United Nations Secretary-General Antonio Guterres on Monday called for a united global front to pressure Myanmar's military junta following the "absolutely unacceptable" weekend killings of more than 100 anti-coup protesters.

"It is absolutely unacceptable to see violence against people at such high levels, so many people killed, and such a stubborn refusal to accept the need to liberate all political prisoners and to make the country go back to a serious democratic transition," Guterres told a news conference.

At least 107 people -- including seven children -- were killed as security forces opened fire on anti-coup protesters Friday, in what has been said to be the bloodiest day since the coup started opening fire to the protestors. 

On Saturday the Junta staged a major show of might for its annual Armed Forces Day as the death toll from crackdowns since the coup climbed to at least 423, according to a local monitoring group.

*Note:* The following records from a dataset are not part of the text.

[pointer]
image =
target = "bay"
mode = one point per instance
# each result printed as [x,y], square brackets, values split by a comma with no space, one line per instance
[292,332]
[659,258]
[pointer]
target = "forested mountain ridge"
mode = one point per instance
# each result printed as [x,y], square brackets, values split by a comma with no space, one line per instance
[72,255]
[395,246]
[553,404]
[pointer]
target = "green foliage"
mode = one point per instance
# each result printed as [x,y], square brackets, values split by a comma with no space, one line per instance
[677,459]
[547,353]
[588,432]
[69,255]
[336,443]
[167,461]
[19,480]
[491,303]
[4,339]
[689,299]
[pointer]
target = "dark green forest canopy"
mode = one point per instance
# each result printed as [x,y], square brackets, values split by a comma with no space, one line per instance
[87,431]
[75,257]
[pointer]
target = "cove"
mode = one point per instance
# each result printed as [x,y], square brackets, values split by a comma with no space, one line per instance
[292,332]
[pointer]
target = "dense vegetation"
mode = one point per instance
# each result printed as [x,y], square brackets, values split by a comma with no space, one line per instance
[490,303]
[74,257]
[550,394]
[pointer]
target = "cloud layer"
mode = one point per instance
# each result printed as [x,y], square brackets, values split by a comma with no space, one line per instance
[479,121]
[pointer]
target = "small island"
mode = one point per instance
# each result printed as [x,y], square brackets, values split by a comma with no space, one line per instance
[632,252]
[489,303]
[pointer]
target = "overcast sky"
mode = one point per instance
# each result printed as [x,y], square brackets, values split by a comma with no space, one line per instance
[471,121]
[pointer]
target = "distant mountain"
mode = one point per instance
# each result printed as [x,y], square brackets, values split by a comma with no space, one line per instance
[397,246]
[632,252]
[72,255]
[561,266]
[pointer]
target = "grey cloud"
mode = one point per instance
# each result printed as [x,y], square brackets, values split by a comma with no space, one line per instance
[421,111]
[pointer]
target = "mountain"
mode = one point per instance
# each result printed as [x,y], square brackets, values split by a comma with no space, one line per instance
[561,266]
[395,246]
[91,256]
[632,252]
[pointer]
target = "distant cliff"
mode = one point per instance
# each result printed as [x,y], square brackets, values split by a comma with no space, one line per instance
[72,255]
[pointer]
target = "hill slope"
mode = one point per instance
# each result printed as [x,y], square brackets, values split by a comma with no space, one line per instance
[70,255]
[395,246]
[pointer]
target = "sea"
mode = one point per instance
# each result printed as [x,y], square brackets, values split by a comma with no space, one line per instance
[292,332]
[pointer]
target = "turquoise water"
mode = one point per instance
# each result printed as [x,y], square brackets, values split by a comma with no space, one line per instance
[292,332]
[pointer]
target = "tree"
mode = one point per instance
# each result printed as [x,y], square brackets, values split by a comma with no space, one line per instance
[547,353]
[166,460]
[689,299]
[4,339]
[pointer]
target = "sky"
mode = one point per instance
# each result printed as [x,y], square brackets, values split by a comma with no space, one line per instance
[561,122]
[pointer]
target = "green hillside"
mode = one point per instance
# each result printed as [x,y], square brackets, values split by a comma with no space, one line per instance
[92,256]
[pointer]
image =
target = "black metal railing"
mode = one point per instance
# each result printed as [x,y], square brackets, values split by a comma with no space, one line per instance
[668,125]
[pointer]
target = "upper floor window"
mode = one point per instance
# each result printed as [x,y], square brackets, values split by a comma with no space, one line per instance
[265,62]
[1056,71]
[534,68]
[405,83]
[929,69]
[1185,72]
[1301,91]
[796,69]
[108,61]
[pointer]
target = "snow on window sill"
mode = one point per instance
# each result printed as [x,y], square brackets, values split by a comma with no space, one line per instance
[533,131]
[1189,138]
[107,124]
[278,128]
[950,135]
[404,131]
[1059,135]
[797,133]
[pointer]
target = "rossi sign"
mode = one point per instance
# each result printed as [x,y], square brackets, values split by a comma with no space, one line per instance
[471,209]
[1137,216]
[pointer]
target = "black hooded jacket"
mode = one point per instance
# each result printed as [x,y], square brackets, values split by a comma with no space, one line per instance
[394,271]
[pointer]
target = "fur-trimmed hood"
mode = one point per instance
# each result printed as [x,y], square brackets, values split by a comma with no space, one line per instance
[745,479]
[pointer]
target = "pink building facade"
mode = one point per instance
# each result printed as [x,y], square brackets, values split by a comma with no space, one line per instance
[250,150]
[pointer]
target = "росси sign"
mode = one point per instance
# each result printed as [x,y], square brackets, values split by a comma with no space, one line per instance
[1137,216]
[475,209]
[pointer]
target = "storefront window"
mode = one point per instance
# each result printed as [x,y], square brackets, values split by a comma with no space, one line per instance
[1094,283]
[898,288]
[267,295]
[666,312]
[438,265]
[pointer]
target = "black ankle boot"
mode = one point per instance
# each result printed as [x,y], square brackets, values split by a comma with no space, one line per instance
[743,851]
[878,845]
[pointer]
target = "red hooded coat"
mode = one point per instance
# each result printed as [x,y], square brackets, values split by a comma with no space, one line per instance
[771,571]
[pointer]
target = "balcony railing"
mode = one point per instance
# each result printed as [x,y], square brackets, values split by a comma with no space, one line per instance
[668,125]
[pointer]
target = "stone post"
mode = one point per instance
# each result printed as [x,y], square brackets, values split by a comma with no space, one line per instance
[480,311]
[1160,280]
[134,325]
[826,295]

Several international leaders have lambasted the army coup in strong-worded statements, and have vowed action to end the violence and hold the responsibility to account. 

"Today’s killing of unarmed civilians, including children, marks a new low. We will work with our international partners to end this senseless violence, hold those responsible to account, and secure a path back to democracy," British foreign secretary Dominic Raab said in a tweet. 

Myanmar's ambassador to the United Nations earlier called on India and the various states bordering Myanmar to provide shelter to the refugees in the wake of the humanitarian crises there. 

Undeterred by the coup's brutal forces Myanmar citizens continue to protest in different places of the nation, local media reports say.